The yen ticked up in Asia Thursday after the Bank of Japan refrained from expanding its monetary easing programme, despite a slate of poor data for the world's number three economy.
In afternoon Tokyo trade, the greenback slipped to 104.85 yen, down from 104.91 yen earlier in the day, but still up from 104.78 yen in New York.
The euro bought 137.84 yen, down from 137.92 yen in the morning but a touch higher than 137.81 yen in New York.
The single currency also changed hands at $1.3146, against $1.3152 in US trade.
Japan's central bank stuck by its view that the economy was recovering, despite a contraction in the second quarter that underlined the damage inflicted by an April sales tax hike.
Policymakers held fire on expanding the BoJ's vast stimulus programme following a two-day policy meeting, although they flagged housing and industrial production as weak spots, along with shaky demand for Japanese exports.

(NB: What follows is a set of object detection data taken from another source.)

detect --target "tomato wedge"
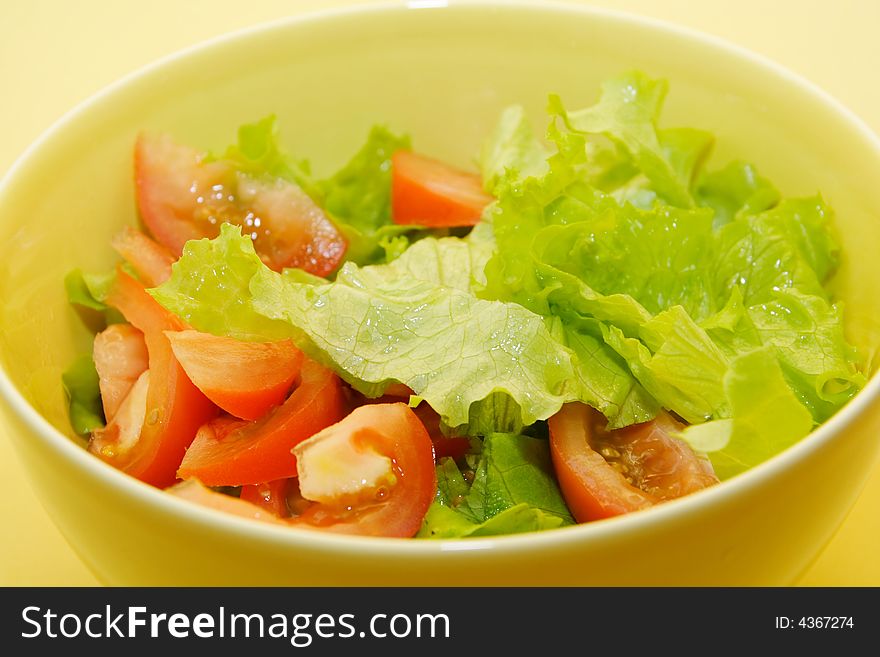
[165,330,303,420]
[291,403,437,538]
[92,324,149,421]
[110,226,177,287]
[177,359,345,486]
[89,269,217,488]
[167,480,282,524]
[391,151,493,228]
[239,479,295,518]
[548,403,718,522]
[135,135,348,276]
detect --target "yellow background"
[0,0,880,586]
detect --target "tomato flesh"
[135,135,347,276]
[166,330,303,420]
[391,151,493,228]
[239,479,295,518]
[291,402,437,538]
[92,324,149,422]
[177,359,345,486]
[110,226,176,287]
[89,269,217,488]
[167,481,282,524]
[548,403,718,522]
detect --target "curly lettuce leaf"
[149,224,292,341]
[151,226,664,433]
[479,74,864,456]
[694,161,781,227]
[480,105,549,194]
[315,126,418,264]
[681,348,813,479]
[419,434,574,538]
[550,72,713,208]
[61,354,105,435]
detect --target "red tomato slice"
[165,330,303,420]
[89,269,217,488]
[391,151,493,228]
[239,479,295,518]
[135,135,347,276]
[291,403,437,538]
[110,226,177,287]
[548,403,718,522]
[92,324,149,422]
[167,480,282,524]
[177,359,345,486]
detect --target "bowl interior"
[0,5,880,462]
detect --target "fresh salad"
[63,72,865,539]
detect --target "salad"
[63,72,865,538]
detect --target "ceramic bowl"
[0,2,880,585]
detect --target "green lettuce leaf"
[682,348,813,479]
[694,161,781,227]
[480,105,549,194]
[419,433,574,538]
[61,354,105,435]
[459,433,574,524]
[151,226,651,433]
[149,224,292,341]
[550,72,713,208]
[222,115,318,193]
[316,126,418,264]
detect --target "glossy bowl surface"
[0,2,880,585]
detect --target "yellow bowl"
[0,3,880,585]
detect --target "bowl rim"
[0,0,880,558]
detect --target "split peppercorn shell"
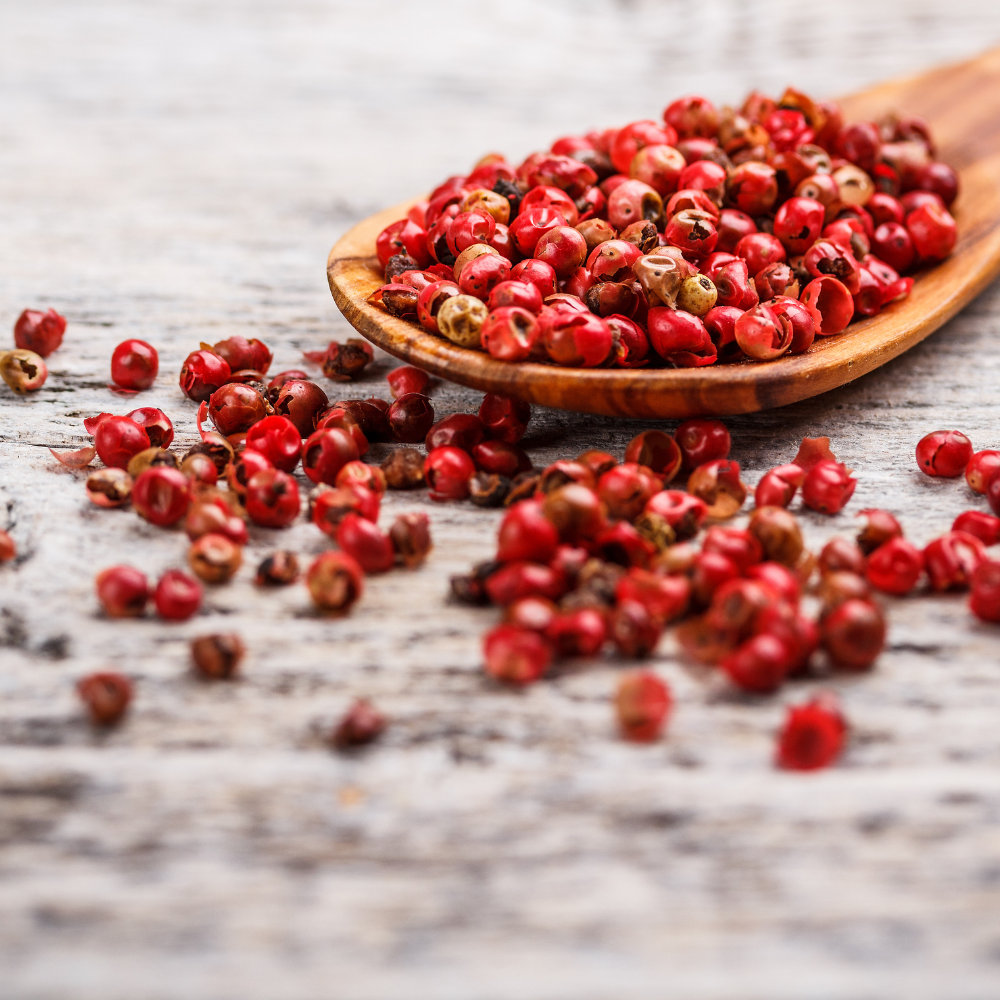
[191,632,246,680]
[188,533,243,583]
[256,549,299,587]
[76,670,132,726]
[329,698,386,750]
[0,348,49,395]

Investors will now turn their focus to a regular post-meeting briefing from BoJ governor Haruhiko Kuroda at 0630 GMT to see if he hints at future moves to counter the downturn.
Despite the dollar's lack of steam, it was "just a matter of time" before it rises again, said Yunosuke Ikeda, Nomura Securities chief FX strategist. The greenback this week broke through the 105 yen barrier for the first time since January.
Eyes will later be on the European Central Bank's policy meeting later Thursday, with analysts mixed over whether it will launch further measures to counter the growing threat of deflation in the eurozone.
The dollar was lower against other Asia-Pacific currencies.
It declined to Sg$1.2518 from Sg$1.2545 on Wednesday, to 32.03 Thai baht from 32.08 baht and to 11,766.30 Indonesian rupiah from 11,800.90 rupiah.
It fell to 1,018.75 South Korean won from 1,020.59 won, to 43.57 Philippine pesos from 43.68 pesos, to Tw$29.90 from Tw$29.92 and to 60.42 Indian rupees from 60.58 rupees.
The Australian dollar gained to 93.38 US cents from 92.86 cents while the Chinese yuan rose to 17.09 yen from 17.05 yen.